John Malone, the billionaire media mogul who is a longtime stakeholder in Discovery, said its pending merger with WarnerMedia will incur debt but will make up for it in cost savings.
“Leverage is relatively high for this [merged] company, but interest rates are quite low,” he told Liberty Global CEO Mike Fries, when asked about debt. “This is investment-grade debt, long-term. The rate at which free cash flow will pay down that debt as well as the synergies” will help satisfy investor concerns, he added.
Liberty Global is among an array of firms and assets controlled wholly or in part by Malone, including Liberty Media, Formula One, baseball’s Atlanta Braves and SiriusXM. The two spoke in a kickoff to the Paley Center for Media’s International Council Summit. Held annually in New York at Paley’s midtown building, the event has shifted to a virtual format due to Covid.
Fries noted estimates that Discovery and WarnerMedia’s debt would be about four and a half times trailing earnings. The companies have said their merger will close by the middle of 2022. Cost savings, Malone countered, will “easily go past” $3 billion to $4 billion a year.

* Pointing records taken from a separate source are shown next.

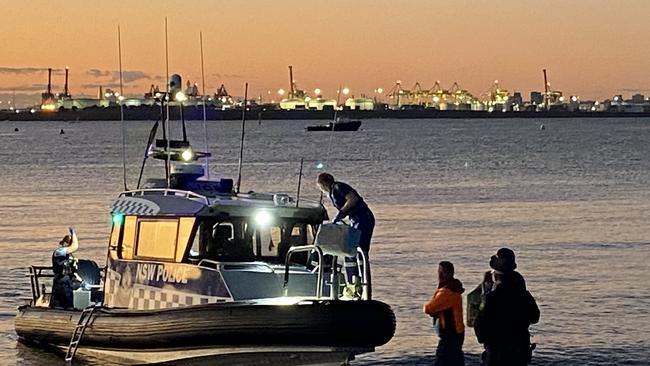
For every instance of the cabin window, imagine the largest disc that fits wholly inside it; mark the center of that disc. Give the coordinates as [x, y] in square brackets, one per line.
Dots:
[267, 242]
[157, 239]
[128, 237]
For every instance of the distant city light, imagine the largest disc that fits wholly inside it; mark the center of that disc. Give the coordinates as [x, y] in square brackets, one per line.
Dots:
[180, 97]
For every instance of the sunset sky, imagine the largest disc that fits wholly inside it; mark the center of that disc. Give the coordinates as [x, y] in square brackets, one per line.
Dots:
[592, 48]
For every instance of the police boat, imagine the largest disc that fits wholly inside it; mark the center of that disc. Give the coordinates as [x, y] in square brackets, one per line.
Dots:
[197, 273]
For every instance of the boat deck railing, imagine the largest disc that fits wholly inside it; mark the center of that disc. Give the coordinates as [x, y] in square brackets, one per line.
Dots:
[334, 282]
[166, 192]
[36, 273]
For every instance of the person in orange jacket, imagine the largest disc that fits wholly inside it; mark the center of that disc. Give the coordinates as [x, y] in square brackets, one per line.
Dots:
[446, 309]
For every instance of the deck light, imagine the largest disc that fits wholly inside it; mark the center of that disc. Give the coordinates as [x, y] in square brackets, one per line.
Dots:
[187, 155]
[118, 218]
[263, 218]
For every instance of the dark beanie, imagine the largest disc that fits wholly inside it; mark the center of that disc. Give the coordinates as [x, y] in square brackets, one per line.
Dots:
[503, 261]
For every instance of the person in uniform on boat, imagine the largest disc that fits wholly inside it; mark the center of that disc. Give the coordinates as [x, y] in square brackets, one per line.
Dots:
[64, 266]
[502, 325]
[446, 309]
[349, 204]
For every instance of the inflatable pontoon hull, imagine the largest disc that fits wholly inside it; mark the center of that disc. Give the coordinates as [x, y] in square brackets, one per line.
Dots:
[327, 325]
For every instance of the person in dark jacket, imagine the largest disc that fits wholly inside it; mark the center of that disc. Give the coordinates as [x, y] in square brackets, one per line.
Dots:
[502, 325]
[446, 309]
[64, 266]
[349, 204]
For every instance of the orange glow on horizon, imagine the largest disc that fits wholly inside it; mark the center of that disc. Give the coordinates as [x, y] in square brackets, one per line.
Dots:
[591, 48]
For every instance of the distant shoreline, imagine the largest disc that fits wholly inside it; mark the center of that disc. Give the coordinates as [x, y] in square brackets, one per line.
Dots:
[196, 113]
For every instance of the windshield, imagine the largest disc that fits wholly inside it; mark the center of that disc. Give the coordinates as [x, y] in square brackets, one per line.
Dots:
[239, 240]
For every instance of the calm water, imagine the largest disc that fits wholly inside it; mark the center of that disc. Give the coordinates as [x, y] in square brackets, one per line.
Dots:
[572, 201]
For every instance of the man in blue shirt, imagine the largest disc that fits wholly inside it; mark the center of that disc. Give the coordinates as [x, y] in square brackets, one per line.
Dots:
[349, 204]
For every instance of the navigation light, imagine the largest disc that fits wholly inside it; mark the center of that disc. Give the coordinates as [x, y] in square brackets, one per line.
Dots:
[187, 155]
[263, 218]
[118, 218]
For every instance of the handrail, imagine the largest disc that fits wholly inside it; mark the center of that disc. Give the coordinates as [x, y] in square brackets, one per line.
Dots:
[305, 248]
[367, 281]
[165, 192]
[221, 265]
[35, 272]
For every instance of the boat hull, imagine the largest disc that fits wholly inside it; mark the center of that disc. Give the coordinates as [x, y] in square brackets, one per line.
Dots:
[339, 126]
[329, 324]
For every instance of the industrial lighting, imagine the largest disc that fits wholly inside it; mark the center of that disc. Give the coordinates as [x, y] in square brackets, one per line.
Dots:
[263, 218]
[180, 97]
[187, 155]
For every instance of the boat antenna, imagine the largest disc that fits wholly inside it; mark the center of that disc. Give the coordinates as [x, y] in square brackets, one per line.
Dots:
[241, 143]
[302, 160]
[205, 126]
[329, 145]
[121, 99]
[166, 125]
[152, 137]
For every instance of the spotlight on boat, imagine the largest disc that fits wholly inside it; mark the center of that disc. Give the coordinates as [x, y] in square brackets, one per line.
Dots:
[118, 218]
[180, 97]
[187, 155]
[263, 218]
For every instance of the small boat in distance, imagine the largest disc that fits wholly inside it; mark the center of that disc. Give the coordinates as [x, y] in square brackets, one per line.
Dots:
[198, 273]
[336, 126]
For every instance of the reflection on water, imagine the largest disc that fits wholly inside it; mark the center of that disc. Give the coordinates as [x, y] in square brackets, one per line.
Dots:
[571, 200]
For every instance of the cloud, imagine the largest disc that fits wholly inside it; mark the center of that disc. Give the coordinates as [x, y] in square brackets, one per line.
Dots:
[97, 85]
[21, 89]
[128, 76]
[28, 71]
[96, 73]
[227, 76]
[633, 90]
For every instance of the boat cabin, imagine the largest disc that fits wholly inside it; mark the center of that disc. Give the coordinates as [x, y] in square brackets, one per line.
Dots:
[175, 248]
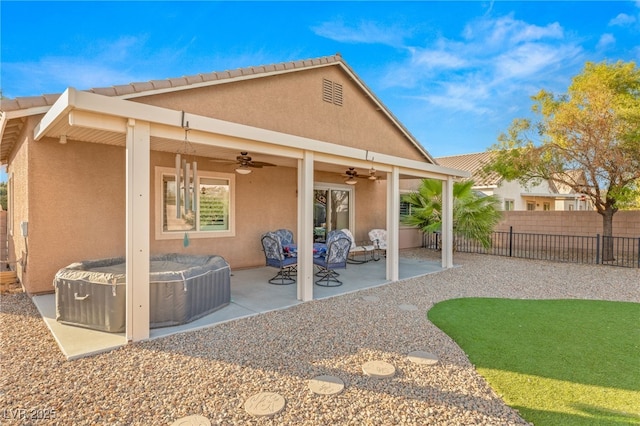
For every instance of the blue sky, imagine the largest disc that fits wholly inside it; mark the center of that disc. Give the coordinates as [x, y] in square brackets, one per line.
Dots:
[455, 73]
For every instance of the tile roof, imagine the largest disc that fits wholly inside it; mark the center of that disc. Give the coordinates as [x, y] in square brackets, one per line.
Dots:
[473, 163]
[139, 88]
[39, 104]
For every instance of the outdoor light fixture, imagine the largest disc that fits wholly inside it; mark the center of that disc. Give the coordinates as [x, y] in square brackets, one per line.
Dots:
[351, 176]
[186, 176]
[351, 181]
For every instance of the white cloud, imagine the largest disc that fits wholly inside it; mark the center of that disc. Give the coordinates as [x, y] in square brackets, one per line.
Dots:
[507, 30]
[364, 32]
[605, 41]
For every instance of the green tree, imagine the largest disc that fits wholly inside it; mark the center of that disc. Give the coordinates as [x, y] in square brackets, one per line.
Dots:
[475, 215]
[587, 139]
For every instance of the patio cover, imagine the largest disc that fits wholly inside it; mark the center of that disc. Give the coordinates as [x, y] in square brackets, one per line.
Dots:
[141, 128]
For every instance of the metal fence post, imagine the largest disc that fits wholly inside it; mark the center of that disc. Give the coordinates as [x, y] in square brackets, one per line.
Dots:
[510, 241]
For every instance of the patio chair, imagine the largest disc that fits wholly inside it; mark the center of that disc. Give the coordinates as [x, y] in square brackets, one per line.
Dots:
[379, 239]
[365, 251]
[286, 236]
[276, 258]
[337, 253]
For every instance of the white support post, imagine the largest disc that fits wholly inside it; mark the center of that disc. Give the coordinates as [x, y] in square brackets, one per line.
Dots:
[305, 227]
[447, 223]
[393, 224]
[137, 234]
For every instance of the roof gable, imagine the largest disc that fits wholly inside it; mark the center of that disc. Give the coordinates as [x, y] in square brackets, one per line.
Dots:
[11, 108]
[474, 164]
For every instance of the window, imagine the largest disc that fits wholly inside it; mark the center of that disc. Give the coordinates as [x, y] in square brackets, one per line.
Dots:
[208, 213]
[405, 208]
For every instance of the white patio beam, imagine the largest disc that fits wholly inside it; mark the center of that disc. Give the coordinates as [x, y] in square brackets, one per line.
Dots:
[138, 172]
[72, 99]
[393, 224]
[305, 227]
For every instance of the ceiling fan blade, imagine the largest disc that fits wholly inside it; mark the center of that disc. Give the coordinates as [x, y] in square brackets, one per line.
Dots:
[260, 164]
[221, 160]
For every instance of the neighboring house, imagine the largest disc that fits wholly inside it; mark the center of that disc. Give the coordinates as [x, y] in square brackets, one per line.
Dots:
[92, 174]
[546, 195]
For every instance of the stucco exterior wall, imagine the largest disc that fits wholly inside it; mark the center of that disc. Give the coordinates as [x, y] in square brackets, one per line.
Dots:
[583, 223]
[292, 103]
[17, 172]
[79, 210]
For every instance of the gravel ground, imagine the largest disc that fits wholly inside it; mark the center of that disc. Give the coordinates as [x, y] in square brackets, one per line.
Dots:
[212, 372]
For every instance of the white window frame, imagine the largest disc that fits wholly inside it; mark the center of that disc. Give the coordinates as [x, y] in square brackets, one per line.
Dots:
[161, 234]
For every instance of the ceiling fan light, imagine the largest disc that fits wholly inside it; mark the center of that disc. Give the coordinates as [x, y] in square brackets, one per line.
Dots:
[243, 170]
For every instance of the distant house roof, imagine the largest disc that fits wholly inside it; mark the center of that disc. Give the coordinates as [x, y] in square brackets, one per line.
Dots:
[474, 164]
[14, 111]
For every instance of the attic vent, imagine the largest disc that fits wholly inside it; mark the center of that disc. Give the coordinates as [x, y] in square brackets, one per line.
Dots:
[332, 92]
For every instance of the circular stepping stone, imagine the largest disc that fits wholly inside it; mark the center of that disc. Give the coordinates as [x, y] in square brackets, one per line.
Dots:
[378, 369]
[326, 385]
[408, 307]
[194, 420]
[422, 358]
[264, 404]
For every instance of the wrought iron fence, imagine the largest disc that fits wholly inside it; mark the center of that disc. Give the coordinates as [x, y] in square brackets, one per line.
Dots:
[599, 250]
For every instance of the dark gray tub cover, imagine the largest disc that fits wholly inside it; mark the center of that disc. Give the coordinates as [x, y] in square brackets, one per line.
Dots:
[182, 288]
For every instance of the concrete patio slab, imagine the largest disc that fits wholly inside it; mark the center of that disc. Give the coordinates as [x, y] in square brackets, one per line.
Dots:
[251, 294]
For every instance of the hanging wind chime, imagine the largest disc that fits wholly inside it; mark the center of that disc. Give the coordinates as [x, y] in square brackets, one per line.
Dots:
[186, 180]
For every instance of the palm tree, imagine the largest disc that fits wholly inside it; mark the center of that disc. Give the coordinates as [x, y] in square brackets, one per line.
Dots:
[474, 214]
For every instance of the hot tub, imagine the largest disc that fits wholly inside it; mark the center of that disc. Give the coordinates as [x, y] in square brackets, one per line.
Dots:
[182, 288]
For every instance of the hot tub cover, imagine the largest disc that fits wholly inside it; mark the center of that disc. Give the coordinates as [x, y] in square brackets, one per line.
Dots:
[182, 288]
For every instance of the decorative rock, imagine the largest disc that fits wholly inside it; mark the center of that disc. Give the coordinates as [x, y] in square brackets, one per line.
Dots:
[378, 369]
[264, 404]
[423, 358]
[194, 420]
[408, 307]
[326, 385]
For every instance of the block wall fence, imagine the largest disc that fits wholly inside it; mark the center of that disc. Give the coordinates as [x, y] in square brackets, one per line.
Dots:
[582, 223]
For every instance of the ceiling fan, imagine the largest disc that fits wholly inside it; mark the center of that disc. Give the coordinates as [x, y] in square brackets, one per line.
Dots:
[245, 163]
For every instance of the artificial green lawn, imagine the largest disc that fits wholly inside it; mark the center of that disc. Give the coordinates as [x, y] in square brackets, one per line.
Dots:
[558, 362]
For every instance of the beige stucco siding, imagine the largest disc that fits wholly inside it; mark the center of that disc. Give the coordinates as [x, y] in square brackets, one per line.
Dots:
[292, 103]
[79, 210]
[17, 170]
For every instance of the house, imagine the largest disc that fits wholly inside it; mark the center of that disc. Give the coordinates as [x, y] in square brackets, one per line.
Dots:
[93, 174]
[545, 195]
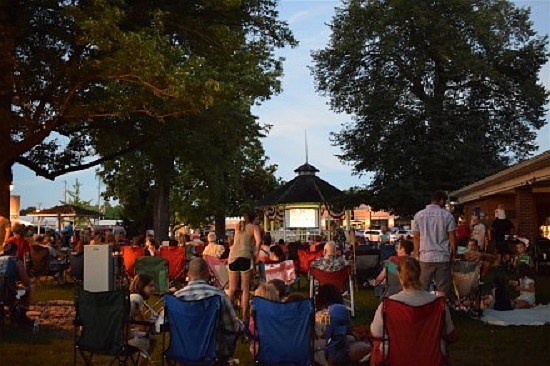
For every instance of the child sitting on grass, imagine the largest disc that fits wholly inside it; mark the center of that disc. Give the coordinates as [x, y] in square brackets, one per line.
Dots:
[526, 287]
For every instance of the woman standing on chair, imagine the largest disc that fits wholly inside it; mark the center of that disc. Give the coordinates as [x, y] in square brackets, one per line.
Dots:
[241, 258]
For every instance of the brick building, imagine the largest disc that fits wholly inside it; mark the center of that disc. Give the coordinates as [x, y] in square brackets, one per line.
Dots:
[523, 190]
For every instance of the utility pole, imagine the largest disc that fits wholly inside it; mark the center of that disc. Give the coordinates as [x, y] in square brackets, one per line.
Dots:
[65, 191]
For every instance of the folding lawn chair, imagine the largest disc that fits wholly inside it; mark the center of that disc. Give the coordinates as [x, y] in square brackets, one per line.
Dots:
[412, 335]
[176, 262]
[367, 262]
[101, 327]
[284, 332]
[341, 279]
[218, 271]
[466, 277]
[192, 326]
[283, 271]
[129, 256]
[391, 284]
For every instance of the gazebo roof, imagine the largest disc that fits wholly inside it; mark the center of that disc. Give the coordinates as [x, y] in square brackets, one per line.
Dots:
[65, 211]
[306, 187]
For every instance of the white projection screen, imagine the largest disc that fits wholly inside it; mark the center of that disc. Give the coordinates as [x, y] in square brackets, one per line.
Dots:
[302, 218]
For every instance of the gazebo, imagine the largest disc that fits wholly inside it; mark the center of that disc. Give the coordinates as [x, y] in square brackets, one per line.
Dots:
[300, 203]
[64, 211]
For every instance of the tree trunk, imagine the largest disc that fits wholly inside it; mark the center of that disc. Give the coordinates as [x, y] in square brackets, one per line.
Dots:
[161, 215]
[8, 11]
[219, 221]
[5, 181]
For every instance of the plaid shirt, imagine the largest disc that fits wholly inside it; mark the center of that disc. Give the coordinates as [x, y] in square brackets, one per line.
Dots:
[227, 325]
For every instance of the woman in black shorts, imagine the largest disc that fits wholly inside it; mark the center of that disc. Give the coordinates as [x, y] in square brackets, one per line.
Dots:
[241, 258]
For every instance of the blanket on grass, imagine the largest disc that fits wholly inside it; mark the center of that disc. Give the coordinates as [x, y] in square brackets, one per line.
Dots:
[539, 315]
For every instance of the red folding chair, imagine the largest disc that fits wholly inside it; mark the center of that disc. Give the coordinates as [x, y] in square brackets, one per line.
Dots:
[218, 270]
[338, 279]
[283, 271]
[413, 335]
[305, 258]
[176, 261]
[129, 256]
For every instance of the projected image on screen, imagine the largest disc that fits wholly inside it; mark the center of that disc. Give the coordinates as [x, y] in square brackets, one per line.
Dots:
[302, 218]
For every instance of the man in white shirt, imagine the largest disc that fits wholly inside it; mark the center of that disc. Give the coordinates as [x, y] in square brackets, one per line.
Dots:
[435, 244]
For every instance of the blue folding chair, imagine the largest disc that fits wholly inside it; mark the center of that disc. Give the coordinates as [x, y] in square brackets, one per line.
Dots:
[192, 326]
[284, 332]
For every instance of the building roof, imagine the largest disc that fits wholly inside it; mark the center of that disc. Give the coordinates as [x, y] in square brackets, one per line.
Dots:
[534, 171]
[306, 187]
[66, 211]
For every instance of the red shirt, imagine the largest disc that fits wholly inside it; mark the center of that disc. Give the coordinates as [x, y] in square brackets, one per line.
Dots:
[23, 247]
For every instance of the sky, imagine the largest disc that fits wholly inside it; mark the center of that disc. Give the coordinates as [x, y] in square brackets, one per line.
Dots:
[298, 108]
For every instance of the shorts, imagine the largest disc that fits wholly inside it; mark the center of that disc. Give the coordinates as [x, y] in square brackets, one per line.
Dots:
[502, 247]
[241, 265]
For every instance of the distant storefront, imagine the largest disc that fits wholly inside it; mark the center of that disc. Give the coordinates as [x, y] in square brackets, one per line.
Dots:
[523, 190]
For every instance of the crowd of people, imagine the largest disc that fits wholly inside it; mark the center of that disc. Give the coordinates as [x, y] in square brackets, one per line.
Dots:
[424, 273]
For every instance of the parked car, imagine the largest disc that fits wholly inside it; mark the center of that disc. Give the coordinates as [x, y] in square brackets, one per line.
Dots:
[373, 235]
[287, 235]
[400, 234]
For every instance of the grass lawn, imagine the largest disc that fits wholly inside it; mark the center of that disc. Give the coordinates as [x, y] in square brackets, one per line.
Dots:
[478, 344]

The major overlap between the merging companies is in cable programming and streaming, with the Turner networks, Discovery+ and HBO Max able to share resources. Synergy forecasts of $2.5 billion when AT&T bought Time Warner resulted in the departures of more than 1,000 workers amid several major rounds of restructuring. “It’s a big synergy combination,” Malone said. There has been no commentary from the companies about layoffs, not surprisingly, as the deal winds its way through the regulatory process.
David Zaslav, the Discovery CEO who will also lead the combined company, is a “force of nature,” Malone added. “I’ve never seen a guy with more energy and I think he’s extremely confident. If there’s anyone who can pull off this kind of combination, it would be David.”
Malone turned 80 earlier this year. He said while his health remains good, Covid has prevented him from attending many things in person, even the Braves’ World Series win last month.
The conversation covered a wide range of topics, from General Electric’s breakup earlier this morning to inflation forecasts to the effects of Covid. One theme Malone is often asked about is the state of investment in broadband and cable infrastructure. Along with his background as an early cable pioneer, Malone remains a major investor in Charter Communications, which faces, along with other broadband and telecom players, capital expenditure challenges to keep pace with technology shifts.
“The existing cable infrastructure, as I know it, is in a good position” to add capacity for latency reduction, edge computing and other emerging needs, Malone said. “There’s all kinds of reserve technology that’s available to the incumbents who have built robust networks. The challenge will be, as these new applications show up, will companies be able to help drive and support those applications?”